Could homework be a thing of the past if the school day were extended a little? Maybe an extra 30 to 45 minutes of free learning time would be a good alternative. Sadly, extending the school day would come at the detriment of dedicated, but already stretched, teachers.

I’d be keen to get your thoughts on this.

Thanks for reading

DIY Daddy

13 thoughts on “The Pros and Cons of Homework”

  1. I don’t like homework because of the negative connotations: you have already been shut indoors doing things you don’t usually like, and then they decide to give you even more to do after that! Enough should be enough. Maybe some revision work on Saturday afternoon or Sunday evening might be enough? #ThatFridayLinky

    1. For me, the balance is wrong. It’s easy to blame schools, yet they are under such pressure for the DfE that it’s really not their fault.

  2. My sons are both at primary school and get loads of homework, which I think is both counterproductive and unfair given how young they are.

    I believe that they should only have reading to do at home (but that they should read every day as it’s so important) as they do more than enough other work during the school day. All too often, parents end up having to help and this doesn’t really benefit anyone. It’s stressful for kids and parents alike and teachers are busy enough as it is without having to mark extra work.
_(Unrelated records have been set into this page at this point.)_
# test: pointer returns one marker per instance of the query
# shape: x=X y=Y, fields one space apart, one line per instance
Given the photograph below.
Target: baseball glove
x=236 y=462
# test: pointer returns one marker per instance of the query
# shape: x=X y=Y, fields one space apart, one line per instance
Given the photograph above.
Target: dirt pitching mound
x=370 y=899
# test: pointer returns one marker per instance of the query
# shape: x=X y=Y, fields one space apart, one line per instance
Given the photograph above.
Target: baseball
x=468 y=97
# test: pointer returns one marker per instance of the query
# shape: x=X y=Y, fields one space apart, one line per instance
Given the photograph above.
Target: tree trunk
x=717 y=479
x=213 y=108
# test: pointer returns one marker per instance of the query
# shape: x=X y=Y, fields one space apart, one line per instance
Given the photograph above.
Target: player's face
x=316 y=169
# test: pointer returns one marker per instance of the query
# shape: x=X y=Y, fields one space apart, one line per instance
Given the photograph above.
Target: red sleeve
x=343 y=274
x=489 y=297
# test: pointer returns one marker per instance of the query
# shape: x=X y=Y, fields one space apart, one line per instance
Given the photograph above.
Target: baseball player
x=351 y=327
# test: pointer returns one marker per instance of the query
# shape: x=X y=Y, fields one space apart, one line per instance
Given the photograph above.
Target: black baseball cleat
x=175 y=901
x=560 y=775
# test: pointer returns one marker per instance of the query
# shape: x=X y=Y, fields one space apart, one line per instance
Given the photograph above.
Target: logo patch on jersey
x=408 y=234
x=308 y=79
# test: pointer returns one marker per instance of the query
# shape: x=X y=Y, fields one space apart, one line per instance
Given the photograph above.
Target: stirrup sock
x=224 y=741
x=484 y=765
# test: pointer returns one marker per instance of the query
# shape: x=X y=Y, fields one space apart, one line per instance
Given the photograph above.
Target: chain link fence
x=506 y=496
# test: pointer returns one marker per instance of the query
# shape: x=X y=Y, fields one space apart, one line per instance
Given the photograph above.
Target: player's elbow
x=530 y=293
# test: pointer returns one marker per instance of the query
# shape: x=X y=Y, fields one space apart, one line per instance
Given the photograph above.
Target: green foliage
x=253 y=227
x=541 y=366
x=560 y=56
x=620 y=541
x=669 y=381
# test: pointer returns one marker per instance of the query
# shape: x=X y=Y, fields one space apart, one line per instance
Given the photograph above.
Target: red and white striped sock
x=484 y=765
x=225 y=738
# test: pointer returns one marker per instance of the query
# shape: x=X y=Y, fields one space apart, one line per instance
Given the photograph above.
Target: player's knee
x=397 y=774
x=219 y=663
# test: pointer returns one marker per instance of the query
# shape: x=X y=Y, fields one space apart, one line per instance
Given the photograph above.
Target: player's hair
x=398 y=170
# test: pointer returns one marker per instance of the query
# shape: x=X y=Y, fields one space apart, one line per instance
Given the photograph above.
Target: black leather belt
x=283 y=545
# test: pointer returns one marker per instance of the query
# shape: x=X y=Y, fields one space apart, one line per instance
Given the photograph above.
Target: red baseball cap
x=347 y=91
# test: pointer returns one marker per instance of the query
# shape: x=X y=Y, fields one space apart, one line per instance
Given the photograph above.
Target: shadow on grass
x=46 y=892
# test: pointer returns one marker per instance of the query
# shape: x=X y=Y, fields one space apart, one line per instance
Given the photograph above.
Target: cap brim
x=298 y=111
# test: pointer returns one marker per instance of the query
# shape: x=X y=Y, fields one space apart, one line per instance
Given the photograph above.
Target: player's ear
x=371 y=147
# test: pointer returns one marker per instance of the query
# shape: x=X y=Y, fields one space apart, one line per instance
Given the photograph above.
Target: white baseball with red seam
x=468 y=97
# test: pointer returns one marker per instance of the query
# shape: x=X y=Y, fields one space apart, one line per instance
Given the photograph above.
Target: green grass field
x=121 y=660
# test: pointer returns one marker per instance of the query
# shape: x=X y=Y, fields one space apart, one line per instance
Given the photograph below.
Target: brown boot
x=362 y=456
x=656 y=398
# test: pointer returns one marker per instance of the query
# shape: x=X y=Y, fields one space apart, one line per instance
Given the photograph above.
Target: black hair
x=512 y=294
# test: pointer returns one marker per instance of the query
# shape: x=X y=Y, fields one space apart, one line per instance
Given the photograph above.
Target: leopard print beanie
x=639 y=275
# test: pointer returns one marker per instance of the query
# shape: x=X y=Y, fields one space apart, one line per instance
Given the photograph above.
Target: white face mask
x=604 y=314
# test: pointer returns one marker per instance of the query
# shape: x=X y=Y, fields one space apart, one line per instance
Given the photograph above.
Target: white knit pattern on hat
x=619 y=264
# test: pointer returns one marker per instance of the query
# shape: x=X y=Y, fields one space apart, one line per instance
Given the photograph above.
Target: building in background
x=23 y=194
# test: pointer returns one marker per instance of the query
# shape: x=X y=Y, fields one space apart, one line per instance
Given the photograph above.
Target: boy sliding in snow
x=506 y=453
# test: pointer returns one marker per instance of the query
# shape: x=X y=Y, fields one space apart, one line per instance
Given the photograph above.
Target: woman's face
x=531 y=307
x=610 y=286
    It’s inevitable at secondary school, particularly with revision for exams, but I think the amount should be incremental with age. I remember having way too much in years seven and eight and it quickly dampened my enthusiasm for certain subjects.

    1. I do think, especially at primary age, that homework is stealing childhoods. As I said, we’re lucky as ours don’t get as much as some primary schools hand out and they are more relaxed than I know some schools are. Secondary school is a different matter, but while I agree they need to get into a habit of study, they also deserve to have a life away from it too.

  3. Oh, homewrok, homework, homework. I don’t know what the answer is. I’m not totally against it, but I think for secondary school pupils, 2 hours a night is way too much. Like your kids, my eldest is hugely into her gymnastics. How she will keep this passion up (which she gets a lot out of) with so much homework as a teen, I do not know. Great thought provoking post.

    1. I know our girls are lucky, some of their friends from other schools get way more than they do. There’s not standard and schools seem to be free to set homework levels at will. Getting into the habit of study is fine, but they should also be free to have a life too.

  4. I’m not really a homework fan, and kids today are doing do much it needs to be a good balance Thank you for linking to #Thatfridaylinky please come back next week

  5. I do think school and homework are stealing childhoods – being locked away in your room studying is just not right at a young age.

  6. Interesting to read but as a very wobbly home educator who tries to put in structure when it is pretty clear it is not that needed as my children are focused and learn anyway every day, I feel it best not to comment further. I worry that children are under too much pressure these days partly from the education system, partly from social media and so on and partly from the push to have every hour of their day scheduled. #TriumphantTales

  7. As a child I loved homework, but hearing parents nowadays, it seems there is too much and most of it is too hard. I mean a six year old being told to learn how to spell Cathedral??? thats just madness. A happy medium needs to be brought back!